Quando o presidente americano George W. Bush, em coletiva conjunta com o presidente Vladimir Putin, levantou a questão da falta de liberdade de imprensa na Rússia, dois jornalistas russos se opuseram, mencionando casos de falta de liberdade de imprensa também nos EUA. Como aponta Peter Baker, do Washington Post [25/2/05], não por acaso, ambos faziam parte do seleto grupo de profissionais de imprensa que acompanham Putin. ‘Nossa mídia regional e local comumente critica o governo’, disse um deles. Mas os repórteres da comitiva do presidente russo não podem se dar ao luxo de criticá-lo, pois trabalham para veículos controlados pelo Estado ou totalmente fiéis a ele.
A realidade da Rússia hoje é que os canais de televisão dão notícias aprovadas previamente pelo Kremlin. As perguntas dos jornalistas a autoridades muitas vezes são combinadas de acordo com a conveniência delas. A justiça existe, mas raramente um tribunal se atreve a condenar o governo. Nas eleições, a oposição que representar algum tipo de ameaça é, de alguma forma, tirada do páreo, e o parlamento se reúne apenas para sancionar o que o grupo de Putin determina.
Um dos jornalistas que discutiram com Bush trabalha para o Kommersant, jornal que pertence a um inimigo do presidente, Boris Berezovsky, mas escreveu dois livros, sobre a atual política russa, que agradam ao Kremlin. O outro repórter, que questionou o presidente sobre ‘as violações de direitos dos jornalistas nos EUA’ e sobre ‘o fato de que alguns jornalistas americanos foram demitidos’, é da agência Interfax, que segue estritamente as ordens do governo russo. Bush respondeu que, nos EUA, os jornalistas não são demitidos pelo governo, mas pelos seus veículos.
Marcação cerrada
Já na Rússia, há muitos exemplos de como o Estado intervém diretamente para calar jornalistas. Basta relembrar o caso da única rede independente que havia no país, NTV, comprada ‘à força’ por uma empresa estatal.

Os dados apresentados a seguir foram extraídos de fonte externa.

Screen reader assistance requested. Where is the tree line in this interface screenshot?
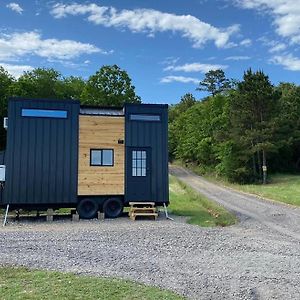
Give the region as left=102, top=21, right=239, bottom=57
left=1, top=64, right=299, bottom=184
left=170, top=69, right=300, bottom=183
left=0, top=65, right=141, bottom=149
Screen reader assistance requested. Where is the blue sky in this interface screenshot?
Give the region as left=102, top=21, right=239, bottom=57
left=1, top=1, right=300, bottom=104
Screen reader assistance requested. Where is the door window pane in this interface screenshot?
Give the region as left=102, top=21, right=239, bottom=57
left=132, top=150, right=147, bottom=177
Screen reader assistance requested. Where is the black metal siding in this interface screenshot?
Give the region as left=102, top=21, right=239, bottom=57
left=3, top=98, right=79, bottom=205
left=125, top=104, right=169, bottom=203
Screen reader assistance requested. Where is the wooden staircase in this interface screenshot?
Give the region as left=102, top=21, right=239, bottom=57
left=129, top=202, right=158, bottom=221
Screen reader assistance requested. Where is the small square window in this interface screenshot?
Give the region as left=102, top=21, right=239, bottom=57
left=90, top=149, right=114, bottom=166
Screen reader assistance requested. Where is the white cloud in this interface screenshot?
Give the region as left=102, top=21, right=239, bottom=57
left=164, top=62, right=227, bottom=73
left=6, top=3, right=23, bottom=14
left=234, top=1, right=300, bottom=44
left=161, top=57, right=180, bottom=65
left=271, top=53, right=300, bottom=71
left=51, top=3, right=240, bottom=48
left=160, top=75, right=199, bottom=84
left=240, top=38, right=252, bottom=46
left=258, top=37, right=288, bottom=53
left=225, top=55, right=251, bottom=60
left=0, top=31, right=105, bottom=61
left=269, top=42, right=287, bottom=53
left=0, top=63, right=33, bottom=78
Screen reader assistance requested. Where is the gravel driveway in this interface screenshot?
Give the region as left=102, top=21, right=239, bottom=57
left=1, top=165, right=300, bottom=300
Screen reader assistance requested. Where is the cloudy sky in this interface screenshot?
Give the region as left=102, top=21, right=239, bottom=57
left=1, top=0, right=300, bottom=104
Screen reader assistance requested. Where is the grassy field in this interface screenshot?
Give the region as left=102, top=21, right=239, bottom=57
left=175, top=161, right=300, bottom=207
left=215, top=173, right=300, bottom=207
left=168, top=176, right=237, bottom=227
left=0, top=267, right=183, bottom=300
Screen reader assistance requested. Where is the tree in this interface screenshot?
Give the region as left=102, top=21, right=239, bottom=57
left=228, top=69, right=279, bottom=183
left=11, top=68, right=63, bottom=99
left=57, top=76, right=86, bottom=100
left=169, top=93, right=196, bottom=122
left=81, top=65, right=141, bottom=106
left=197, top=69, right=232, bottom=97
left=0, top=67, right=14, bottom=149
left=272, top=83, right=300, bottom=171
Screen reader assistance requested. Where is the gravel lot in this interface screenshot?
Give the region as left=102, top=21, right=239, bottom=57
left=1, top=166, right=300, bottom=299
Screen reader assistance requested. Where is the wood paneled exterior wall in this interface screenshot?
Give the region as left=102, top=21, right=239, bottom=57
left=78, top=115, right=125, bottom=195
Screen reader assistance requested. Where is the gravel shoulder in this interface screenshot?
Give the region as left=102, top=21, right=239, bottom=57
left=1, top=166, right=300, bottom=299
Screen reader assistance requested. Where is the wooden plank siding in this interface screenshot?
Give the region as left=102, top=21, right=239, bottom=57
left=78, top=115, right=125, bottom=195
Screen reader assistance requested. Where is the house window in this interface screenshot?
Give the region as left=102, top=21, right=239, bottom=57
left=132, top=150, right=146, bottom=177
left=21, top=109, right=68, bottom=118
left=90, top=149, right=114, bottom=166
left=129, top=114, right=160, bottom=121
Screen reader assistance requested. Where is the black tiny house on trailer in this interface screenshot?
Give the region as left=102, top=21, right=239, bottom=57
left=0, top=98, right=168, bottom=219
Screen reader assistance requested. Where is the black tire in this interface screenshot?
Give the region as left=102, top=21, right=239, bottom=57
left=77, top=198, right=98, bottom=219
left=103, top=198, right=123, bottom=218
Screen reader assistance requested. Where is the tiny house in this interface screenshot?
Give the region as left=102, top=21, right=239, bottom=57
left=0, top=98, right=168, bottom=218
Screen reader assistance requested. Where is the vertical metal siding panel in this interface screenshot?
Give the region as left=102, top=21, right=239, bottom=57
left=20, top=112, right=27, bottom=203
left=150, top=124, right=156, bottom=201
left=35, top=114, right=44, bottom=204
left=125, top=104, right=168, bottom=203
left=43, top=119, right=51, bottom=203
left=4, top=98, right=79, bottom=206
left=63, top=108, right=71, bottom=203
left=26, top=117, right=36, bottom=204
left=49, top=119, right=57, bottom=202
left=55, top=120, right=64, bottom=203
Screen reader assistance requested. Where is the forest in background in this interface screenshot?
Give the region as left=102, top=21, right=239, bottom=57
left=169, top=69, right=300, bottom=183
left=1, top=64, right=300, bottom=184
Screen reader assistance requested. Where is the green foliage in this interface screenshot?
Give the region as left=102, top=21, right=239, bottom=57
left=11, top=68, right=63, bottom=99
left=169, top=175, right=237, bottom=227
left=197, top=69, right=232, bottom=97
left=170, top=69, right=300, bottom=184
left=212, top=173, right=300, bottom=207
left=81, top=64, right=141, bottom=106
left=0, top=64, right=142, bottom=149
left=0, top=267, right=183, bottom=300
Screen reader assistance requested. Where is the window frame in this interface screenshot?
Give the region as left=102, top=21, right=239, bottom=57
left=132, top=150, right=147, bottom=177
left=21, top=108, right=68, bottom=119
left=129, top=114, right=161, bottom=122
left=90, top=149, right=114, bottom=167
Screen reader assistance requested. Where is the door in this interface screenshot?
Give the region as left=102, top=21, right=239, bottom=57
left=126, top=147, right=151, bottom=201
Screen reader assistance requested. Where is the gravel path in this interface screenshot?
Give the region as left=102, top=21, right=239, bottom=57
left=0, top=166, right=300, bottom=299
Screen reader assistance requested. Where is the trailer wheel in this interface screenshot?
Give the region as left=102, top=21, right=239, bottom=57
left=77, top=198, right=98, bottom=219
left=103, top=198, right=123, bottom=218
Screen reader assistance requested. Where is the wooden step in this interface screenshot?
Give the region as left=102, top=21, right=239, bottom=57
left=128, top=202, right=158, bottom=221
left=129, top=210, right=156, bottom=217
left=129, top=212, right=158, bottom=221
left=129, top=202, right=155, bottom=206
left=129, top=207, right=157, bottom=212
left=131, top=212, right=158, bottom=217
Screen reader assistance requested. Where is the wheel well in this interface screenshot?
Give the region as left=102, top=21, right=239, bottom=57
left=77, top=195, right=124, bottom=211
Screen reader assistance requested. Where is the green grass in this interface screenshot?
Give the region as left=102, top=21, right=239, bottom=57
left=212, top=173, right=300, bottom=207
left=174, top=160, right=300, bottom=207
left=168, top=176, right=237, bottom=227
left=0, top=267, right=183, bottom=300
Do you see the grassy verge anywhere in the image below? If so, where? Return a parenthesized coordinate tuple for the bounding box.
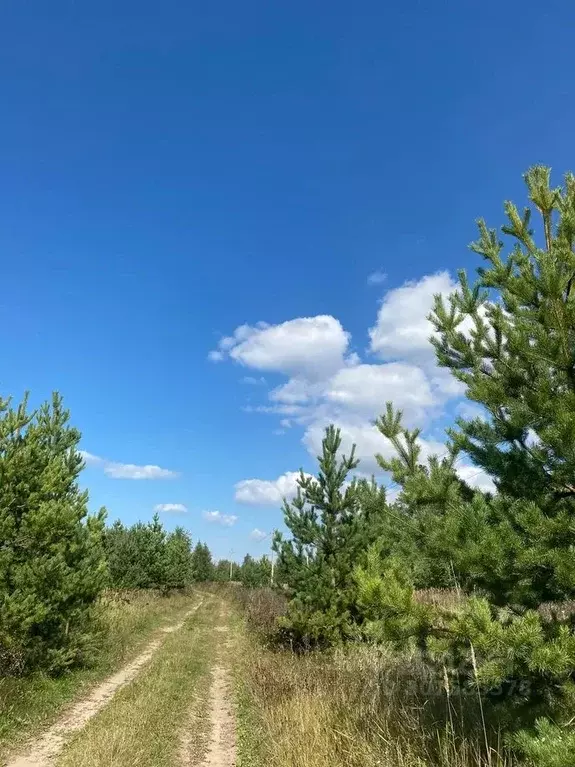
(231, 602, 518, 767)
(56, 595, 216, 767)
(229, 609, 266, 767)
(0, 590, 197, 758)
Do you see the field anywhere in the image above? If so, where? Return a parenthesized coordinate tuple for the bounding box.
(0, 587, 526, 767)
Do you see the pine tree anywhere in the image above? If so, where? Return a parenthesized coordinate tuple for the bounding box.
(164, 527, 193, 589)
(240, 554, 272, 588)
(240, 554, 257, 587)
(214, 559, 233, 582)
(103, 517, 168, 589)
(146, 513, 167, 588)
(360, 168, 575, 763)
(274, 425, 382, 647)
(191, 542, 213, 582)
(0, 393, 107, 674)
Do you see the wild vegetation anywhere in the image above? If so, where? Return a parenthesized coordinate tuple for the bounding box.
(0, 589, 196, 758)
(2, 167, 575, 766)
(253, 166, 575, 767)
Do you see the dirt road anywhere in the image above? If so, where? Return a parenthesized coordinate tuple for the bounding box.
(3, 595, 239, 767)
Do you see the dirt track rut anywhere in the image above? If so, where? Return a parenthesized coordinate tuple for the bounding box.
(5, 601, 203, 767)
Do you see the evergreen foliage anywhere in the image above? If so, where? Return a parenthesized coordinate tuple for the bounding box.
(213, 559, 234, 582)
(239, 554, 273, 588)
(276, 167, 575, 763)
(190, 541, 214, 582)
(0, 393, 107, 675)
(164, 527, 194, 589)
(104, 516, 194, 590)
(273, 425, 383, 647)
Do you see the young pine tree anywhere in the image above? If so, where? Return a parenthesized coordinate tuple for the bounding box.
(191, 542, 213, 582)
(164, 527, 193, 590)
(0, 393, 107, 675)
(274, 425, 382, 647)
(103, 518, 167, 589)
(361, 168, 575, 765)
(240, 554, 273, 588)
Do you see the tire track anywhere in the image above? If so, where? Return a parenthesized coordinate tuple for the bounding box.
(200, 664, 236, 767)
(5, 599, 204, 767)
(180, 602, 236, 767)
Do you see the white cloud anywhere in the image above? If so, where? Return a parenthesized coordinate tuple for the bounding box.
(154, 503, 188, 513)
(80, 450, 179, 480)
(209, 316, 352, 380)
(104, 463, 179, 480)
(303, 417, 446, 475)
(250, 528, 268, 541)
(303, 418, 390, 475)
(243, 403, 308, 417)
(80, 450, 104, 467)
(369, 271, 456, 362)
(269, 378, 324, 404)
(203, 510, 238, 526)
(325, 363, 436, 423)
(234, 471, 306, 507)
(367, 270, 387, 285)
(456, 464, 496, 493)
(214, 271, 484, 495)
(456, 401, 486, 421)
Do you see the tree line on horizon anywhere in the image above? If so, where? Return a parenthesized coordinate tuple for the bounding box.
(104, 516, 273, 590)
(0, 391, 270, 677)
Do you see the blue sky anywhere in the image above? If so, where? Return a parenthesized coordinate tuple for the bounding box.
(1, 0, 574, 560)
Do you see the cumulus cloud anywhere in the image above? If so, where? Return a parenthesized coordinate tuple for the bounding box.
(241, 376, 267, 385)
(303, 417, 446, 475)
(456, 464, 496, 493)
(269, 378, 324, 405)
(80, 451, 179, 480)
(369, 271, 456, 362)
(203, 510, 238, 526)
(154, 503, 188, 513)
(209, 316, 352, 380)
(80, 450, 104, 467)
(214, 271, 487, 493)
(325, 363, 436, 423)
(234, 471, 306, 507)
(456, 401, 487, 421)
(250, 528, 269, 541)
(105, 463, 179, 480)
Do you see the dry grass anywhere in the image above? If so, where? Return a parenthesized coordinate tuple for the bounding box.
(0, 589, 196, 758)
(235, 630, 519, 767)
(234, 586, 287, 644)
(56, 596, 217, 767)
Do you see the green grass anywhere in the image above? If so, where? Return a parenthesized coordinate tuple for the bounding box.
(229, 611, 266, 767)
(56, 595, 217, 767)
(0, 590, 197, 759)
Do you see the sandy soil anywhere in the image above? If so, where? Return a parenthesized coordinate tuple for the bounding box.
(200, 663, 236, 767)
(179, 605, 236, 767)
(5, 601, 203, 767)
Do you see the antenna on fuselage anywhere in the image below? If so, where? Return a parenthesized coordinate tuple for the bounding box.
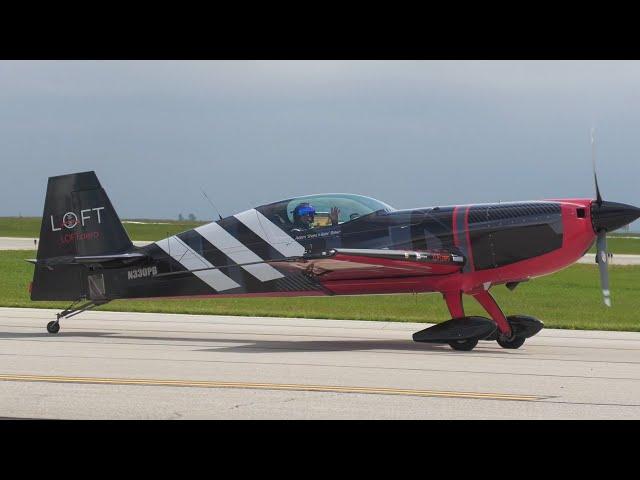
(200, 188, 224, 221)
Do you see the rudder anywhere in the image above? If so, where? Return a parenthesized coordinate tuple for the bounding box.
(31, 171, 133, 300)
(36, 171, 132, 259)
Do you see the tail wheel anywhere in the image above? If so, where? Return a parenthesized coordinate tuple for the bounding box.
(46, 321, 60, 334)
(448, 339, 478, 351)
(496, 332, 526, 349)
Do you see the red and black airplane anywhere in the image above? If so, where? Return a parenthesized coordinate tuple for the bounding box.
(30, 168, 640, 351)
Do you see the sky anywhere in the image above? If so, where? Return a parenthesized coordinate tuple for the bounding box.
(0, 60, 639, 229)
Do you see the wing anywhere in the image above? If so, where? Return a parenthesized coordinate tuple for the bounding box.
(150, 247, 465, 282)
(270, 248, 465, 281)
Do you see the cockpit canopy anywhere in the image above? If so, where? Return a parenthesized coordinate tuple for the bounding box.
(257, 194, 395, 231)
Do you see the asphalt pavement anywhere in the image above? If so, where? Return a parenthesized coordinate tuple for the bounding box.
(0, 308, 638, 419)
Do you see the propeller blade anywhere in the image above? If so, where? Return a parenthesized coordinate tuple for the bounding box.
(591, 128, 603, 206)
(596, 231, 611, 307)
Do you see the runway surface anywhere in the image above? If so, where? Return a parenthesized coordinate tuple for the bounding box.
(1, 307, 639, 419)
(577, 253, 640, 265)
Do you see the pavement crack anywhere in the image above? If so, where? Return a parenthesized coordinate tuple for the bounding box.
(230, 402, 256, 411)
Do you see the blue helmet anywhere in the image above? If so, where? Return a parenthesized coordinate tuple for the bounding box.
(293, 203, 316, 219)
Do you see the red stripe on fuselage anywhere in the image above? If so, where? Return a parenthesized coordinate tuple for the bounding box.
(463, 206, 475, 273)
(452, 206, 460, 248)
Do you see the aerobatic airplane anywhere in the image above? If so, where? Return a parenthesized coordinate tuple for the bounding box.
(29, 167, 640, 351)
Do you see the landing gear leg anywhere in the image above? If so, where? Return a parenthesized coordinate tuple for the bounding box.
(443, 291, 477, 351)
(471, 290, 526, 349)
(470, 290, 511, 336)
(412, 291, 496, 351)
(442, 291, 486, 351)
(443, 291, 465, 319)
(47, 299, 108, 334)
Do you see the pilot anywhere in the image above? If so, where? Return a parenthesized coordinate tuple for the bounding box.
(291, 203, 342, 232)
(291, 203, 316, 232)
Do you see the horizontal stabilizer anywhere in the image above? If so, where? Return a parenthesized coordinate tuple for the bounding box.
(28, 252, 147, 267)
(72, 252, 147, 263)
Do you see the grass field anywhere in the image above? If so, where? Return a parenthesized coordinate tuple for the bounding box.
(2, 216, 640, 253)
(2, 249, 639, 331)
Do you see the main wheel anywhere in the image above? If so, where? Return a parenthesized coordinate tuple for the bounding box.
(448, 338, 478, 351)
(496, 333, 525, 349)
(46, 321, 60, 334)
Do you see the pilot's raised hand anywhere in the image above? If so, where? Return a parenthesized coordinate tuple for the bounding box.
(330, 206, 341, 225)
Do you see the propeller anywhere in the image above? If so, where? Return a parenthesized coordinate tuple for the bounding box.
(589, 130, 640, 307)
(591, 128, 611, 307)
(591, 128, 602, 207)
(596, 231, 611, 306)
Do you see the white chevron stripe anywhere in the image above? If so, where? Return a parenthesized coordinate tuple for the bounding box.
(235, 209, 306, 258)
(195, 222, 284, 282)
(156, 236, 239, 292)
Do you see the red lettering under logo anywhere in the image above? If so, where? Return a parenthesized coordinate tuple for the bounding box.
(58, 231, 100, 245)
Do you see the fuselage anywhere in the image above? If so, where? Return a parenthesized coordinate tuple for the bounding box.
(118, 196, 598, 300)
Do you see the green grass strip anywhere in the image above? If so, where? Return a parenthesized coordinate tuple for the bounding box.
(3, 250, 639, 332)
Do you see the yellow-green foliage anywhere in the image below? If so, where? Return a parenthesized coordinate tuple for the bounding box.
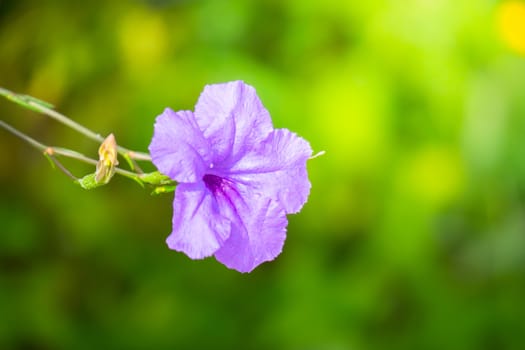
(1, 0, 525, 349)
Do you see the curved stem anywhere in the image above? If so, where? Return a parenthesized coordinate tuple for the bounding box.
(0, 119, 47, 151)
(0, 87, 152, 162)
(0, 120, 142, 181)
(36, 103, 151, 161)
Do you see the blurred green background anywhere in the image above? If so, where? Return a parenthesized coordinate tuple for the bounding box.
(1, 0, 525, 349)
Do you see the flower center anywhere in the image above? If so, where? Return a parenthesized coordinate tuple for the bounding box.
(203, 174, 240, 209)
(203, 174, 223, 193)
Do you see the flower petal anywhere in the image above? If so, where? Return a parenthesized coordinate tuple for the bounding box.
(167, 182, 231, 259)
(212, 183, 287, 273)
(228, 129, 312, 214)
(149, 108, 211, 183)
(194, 81, 273, 165)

Quando seus funcionários demitidos conseguiram um outro canal para trabalhar, o TV-6, o governo o fechou rapidamente. Como mesmo assim não desistiram e retomaram seu projeto com uma rede chamada TVS, o ministro de Imprensa de Putin a interditou também, substituindo-a por um canal de esportes. Em 2002, o diretor-geral da NTV, já sob controle oficial, também foi demitido porque não agradou a Putin a cobertura da rede para a invasão de um teatro moscovita por terroristas chechenos. O tipo de postura da presidência russa com relação à imprensa fica claro no próprio sítio do Kremlin, onde a transcrição da coletiva de Bush e Putin foi publicada, mas com todas as falas do americano apagadas.